Background: Graft-versus-host disease (GVHD) is still a major complication following allogeneic hematopoietic stem cell transplantation (alloHSCT). Recent data indicates that transforming growth factor beta1 (TGF-beta1) may play a role in development of GVH reaction.
Material/methods: Forty patients with acute myeloid leukemia (AML) and chronic myeloid leukemia (CML) were included. Quantitative real time polymerase chain reaction (RT-qPCR) was performed to assess the expression of mRNA TGF-beta1. TGF-beta1 serum concentration was assessed using a commercial ELISA.

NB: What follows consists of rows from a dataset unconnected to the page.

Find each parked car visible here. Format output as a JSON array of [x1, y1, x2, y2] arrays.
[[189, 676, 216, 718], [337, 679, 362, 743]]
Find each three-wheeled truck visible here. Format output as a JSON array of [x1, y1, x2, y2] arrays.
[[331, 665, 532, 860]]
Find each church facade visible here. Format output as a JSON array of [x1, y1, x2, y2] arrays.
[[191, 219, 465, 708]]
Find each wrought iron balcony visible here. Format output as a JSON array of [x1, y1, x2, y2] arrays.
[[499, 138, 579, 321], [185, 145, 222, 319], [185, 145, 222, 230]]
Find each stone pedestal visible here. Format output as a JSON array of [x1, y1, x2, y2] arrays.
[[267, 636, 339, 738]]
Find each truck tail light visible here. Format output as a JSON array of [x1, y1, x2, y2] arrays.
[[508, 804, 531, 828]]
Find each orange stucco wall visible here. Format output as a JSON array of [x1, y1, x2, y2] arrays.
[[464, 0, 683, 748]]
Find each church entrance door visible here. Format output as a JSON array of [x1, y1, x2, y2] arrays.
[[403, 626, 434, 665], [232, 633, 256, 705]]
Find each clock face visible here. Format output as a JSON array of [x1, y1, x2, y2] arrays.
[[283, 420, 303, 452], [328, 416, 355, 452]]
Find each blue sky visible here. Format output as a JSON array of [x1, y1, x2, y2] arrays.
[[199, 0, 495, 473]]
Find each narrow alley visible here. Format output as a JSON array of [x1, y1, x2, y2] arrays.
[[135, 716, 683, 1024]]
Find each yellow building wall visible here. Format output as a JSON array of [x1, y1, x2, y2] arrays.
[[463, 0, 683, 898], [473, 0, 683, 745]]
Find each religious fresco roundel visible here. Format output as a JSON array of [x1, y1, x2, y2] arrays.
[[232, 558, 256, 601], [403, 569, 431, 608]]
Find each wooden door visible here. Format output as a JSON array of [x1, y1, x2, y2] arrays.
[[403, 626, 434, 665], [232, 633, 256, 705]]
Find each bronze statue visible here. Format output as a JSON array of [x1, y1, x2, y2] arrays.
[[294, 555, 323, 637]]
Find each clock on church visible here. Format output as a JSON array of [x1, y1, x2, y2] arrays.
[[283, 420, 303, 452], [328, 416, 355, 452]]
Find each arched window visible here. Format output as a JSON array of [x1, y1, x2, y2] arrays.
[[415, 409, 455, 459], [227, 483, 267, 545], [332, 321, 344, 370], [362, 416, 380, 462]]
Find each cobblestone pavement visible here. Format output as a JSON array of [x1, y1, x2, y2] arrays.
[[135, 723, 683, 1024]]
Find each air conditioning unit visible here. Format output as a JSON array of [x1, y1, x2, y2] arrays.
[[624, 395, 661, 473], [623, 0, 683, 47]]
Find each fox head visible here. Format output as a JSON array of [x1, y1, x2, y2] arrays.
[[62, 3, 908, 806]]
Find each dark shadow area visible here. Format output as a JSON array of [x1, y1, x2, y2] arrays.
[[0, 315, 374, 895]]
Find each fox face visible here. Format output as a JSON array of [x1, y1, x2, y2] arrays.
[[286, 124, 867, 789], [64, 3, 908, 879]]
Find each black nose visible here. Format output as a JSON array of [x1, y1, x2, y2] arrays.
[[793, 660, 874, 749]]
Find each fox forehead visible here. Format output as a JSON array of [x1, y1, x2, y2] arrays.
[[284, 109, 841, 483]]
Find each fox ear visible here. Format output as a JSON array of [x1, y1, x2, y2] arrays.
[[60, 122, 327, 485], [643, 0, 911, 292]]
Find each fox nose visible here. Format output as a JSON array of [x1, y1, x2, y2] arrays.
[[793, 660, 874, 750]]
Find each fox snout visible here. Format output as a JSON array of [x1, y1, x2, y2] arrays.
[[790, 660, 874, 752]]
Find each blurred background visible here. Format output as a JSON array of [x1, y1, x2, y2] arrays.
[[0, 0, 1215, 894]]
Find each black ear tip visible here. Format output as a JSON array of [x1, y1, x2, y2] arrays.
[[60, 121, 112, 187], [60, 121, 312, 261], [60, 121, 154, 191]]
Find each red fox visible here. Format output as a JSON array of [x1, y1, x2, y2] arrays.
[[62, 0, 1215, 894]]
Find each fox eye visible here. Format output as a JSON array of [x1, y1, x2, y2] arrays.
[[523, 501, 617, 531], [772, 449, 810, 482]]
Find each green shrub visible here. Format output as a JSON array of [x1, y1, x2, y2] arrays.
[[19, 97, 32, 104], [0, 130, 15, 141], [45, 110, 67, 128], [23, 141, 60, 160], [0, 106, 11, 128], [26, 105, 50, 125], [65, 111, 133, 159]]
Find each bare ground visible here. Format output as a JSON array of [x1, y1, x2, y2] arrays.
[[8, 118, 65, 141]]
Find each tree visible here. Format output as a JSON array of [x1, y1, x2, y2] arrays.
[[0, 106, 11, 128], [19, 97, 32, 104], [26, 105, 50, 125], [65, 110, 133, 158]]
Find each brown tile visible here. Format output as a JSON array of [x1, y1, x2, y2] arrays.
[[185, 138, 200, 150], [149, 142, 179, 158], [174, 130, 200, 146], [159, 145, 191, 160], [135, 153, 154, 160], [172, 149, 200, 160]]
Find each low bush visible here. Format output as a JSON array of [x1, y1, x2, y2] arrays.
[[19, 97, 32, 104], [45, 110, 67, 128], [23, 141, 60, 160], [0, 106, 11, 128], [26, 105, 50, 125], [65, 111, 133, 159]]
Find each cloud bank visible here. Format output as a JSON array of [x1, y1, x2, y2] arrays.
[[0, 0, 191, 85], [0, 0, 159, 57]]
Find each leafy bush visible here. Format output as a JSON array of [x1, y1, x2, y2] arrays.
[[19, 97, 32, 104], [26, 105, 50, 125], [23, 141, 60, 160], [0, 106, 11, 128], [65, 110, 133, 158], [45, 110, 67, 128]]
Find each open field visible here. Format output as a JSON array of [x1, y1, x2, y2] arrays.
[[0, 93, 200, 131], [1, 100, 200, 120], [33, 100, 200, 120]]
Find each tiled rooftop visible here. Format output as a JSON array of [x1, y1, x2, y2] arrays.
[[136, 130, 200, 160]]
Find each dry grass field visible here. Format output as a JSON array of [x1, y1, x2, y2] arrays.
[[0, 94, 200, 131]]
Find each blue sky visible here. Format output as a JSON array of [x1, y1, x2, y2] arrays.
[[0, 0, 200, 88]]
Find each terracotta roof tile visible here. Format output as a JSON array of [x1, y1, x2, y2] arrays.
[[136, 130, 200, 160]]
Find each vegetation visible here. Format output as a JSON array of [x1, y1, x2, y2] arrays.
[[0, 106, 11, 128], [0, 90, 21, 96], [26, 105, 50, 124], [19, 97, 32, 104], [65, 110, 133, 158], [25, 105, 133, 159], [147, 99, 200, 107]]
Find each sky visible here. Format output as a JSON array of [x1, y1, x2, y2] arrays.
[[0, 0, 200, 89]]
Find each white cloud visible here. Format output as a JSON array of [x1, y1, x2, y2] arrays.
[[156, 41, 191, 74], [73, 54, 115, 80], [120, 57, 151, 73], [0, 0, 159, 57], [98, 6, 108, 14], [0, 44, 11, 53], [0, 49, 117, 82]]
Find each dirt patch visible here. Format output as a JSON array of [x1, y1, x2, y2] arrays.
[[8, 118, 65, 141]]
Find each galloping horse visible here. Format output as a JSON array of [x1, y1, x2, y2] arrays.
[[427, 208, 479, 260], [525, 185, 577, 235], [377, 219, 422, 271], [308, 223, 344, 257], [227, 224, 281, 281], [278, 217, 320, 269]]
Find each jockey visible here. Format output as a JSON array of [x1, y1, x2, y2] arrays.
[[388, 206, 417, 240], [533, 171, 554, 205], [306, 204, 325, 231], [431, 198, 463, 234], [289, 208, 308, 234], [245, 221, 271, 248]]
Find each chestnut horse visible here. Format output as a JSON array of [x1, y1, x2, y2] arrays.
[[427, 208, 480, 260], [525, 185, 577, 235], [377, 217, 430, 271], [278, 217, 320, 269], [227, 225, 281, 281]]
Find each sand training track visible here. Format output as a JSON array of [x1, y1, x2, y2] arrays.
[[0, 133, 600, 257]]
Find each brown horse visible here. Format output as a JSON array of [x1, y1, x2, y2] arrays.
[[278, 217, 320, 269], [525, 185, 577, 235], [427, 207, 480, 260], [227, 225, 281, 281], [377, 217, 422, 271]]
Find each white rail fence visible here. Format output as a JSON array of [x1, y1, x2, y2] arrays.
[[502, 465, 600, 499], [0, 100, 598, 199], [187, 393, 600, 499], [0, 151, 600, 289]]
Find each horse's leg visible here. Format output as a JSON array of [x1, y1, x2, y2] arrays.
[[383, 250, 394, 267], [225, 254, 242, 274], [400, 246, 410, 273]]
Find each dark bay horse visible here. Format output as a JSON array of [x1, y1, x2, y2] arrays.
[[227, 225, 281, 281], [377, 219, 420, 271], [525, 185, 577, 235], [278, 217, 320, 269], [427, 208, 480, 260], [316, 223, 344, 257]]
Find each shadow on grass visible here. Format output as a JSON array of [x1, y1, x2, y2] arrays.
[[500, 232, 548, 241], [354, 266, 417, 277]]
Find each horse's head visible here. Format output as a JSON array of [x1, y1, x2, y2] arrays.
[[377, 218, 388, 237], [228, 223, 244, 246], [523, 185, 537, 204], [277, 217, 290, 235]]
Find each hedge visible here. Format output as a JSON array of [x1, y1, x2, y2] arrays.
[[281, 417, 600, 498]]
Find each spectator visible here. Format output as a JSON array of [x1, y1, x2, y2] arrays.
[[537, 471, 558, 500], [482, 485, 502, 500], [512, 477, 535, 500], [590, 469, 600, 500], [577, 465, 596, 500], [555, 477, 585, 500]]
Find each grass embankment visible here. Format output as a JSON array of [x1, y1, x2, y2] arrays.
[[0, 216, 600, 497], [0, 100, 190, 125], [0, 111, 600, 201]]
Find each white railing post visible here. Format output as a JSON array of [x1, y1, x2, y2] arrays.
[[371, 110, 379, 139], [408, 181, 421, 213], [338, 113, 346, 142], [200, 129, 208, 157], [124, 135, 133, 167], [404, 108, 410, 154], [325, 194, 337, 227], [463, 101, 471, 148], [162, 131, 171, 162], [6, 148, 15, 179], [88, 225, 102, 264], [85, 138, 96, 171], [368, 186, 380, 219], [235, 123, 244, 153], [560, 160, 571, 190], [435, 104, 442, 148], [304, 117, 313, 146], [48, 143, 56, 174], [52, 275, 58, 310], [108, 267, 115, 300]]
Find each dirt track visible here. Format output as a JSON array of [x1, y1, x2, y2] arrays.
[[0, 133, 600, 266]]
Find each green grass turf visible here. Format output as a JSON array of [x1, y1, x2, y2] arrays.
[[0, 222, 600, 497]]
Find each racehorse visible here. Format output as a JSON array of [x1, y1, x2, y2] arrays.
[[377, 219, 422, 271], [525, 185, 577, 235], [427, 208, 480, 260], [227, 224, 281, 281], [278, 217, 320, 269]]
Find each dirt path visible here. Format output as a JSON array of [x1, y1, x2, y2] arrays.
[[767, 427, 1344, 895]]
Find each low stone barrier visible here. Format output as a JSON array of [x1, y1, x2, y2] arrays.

Results: In all patients, a prompt decrease in TGF-beta1 mRNA expression and its serum concentration was demonstrated after conditioning. In patients with acute GVHD, TGF-beta1 mRNA expression and its serum concentration remained low until day +30 after transplant as compared to the day of transplant (p<0.03 and p<0.006, respectively). TGF-beta1 mRNA expression and its serum concentration significantly increased on day +100 in patients who developed chronic GVHD as compared to the day of transplant (p<0.0009 and p<0.02, respectively).
Conclusions: TGF-beta1 seems to be an additional regulator of donor engraftment; its low levels probably being one of the factors contributing to the development of acute GVHD. On the other hand, chronic GVHD symptoms seem to correlate with high TGF-beta1 mRNA expression and its serum concentration in patients who underwent bone marrow transplantation for myeloid leukemias. Nevertheless, further studies with greater numbers of patients are needed to establish the role of TGF-beta1 in graft-versus-host disease pathophysiology.